The arrest of Ahmed has been only a part of the deterioration of press freedom in Andaman and Nicobar where journalists said they experienced frequent government hostility in the past few months. Independent media houses were not getting responses from authorities when questioned about policy decisions and individual government officers refused to speak to journalists fearing disciplinary action. Newspapers and journalists that reported critically about the administration’s management of the COVID-19 crisis were also facing legal sanctions and complaints from the Directorate of Information Publicity and Tourism—or DIPT—the primary public relations organ of the government, for their work. There has also been a reduction in government advertising which is financially starving small independent newspapers.
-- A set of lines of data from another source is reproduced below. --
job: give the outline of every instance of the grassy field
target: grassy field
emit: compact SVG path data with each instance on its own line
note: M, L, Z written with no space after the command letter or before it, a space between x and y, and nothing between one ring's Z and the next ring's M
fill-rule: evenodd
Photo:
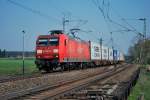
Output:
M143 94L144 100L150 100L150 72L141 70L140 78L133 88L128 100L137 100Z
M34 64L34 59L25 59L25 74L38 72ZM20 75L22 74L22 60L14 58L0 59L0 75Z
On 26 April, the Andaman Chronicle carried a news report on four people of a family being put under home quarantine by the district administration. A 79-year-old from Haddo, a town in South Andaman, had spoken over the phone with a relative who had tested positive for the coronavirus. “He just wanted to ask about the well-being of the relative over phone,” Denis Giles, the editor of Andaman Chronicle, told me. “Within hours, the authorities landed up at their home and put them on home quarantine for 28 days without any explanation.” The Andaman Chronicle had quoted one of the relatives saying, “is it that we are home quarantined just because my father-in-law spoke to his relative (a corona positive case) to enquire about his well-being? I fail to understand how a telephonic conversation with a corona positive person can land anyone in home quarantine.”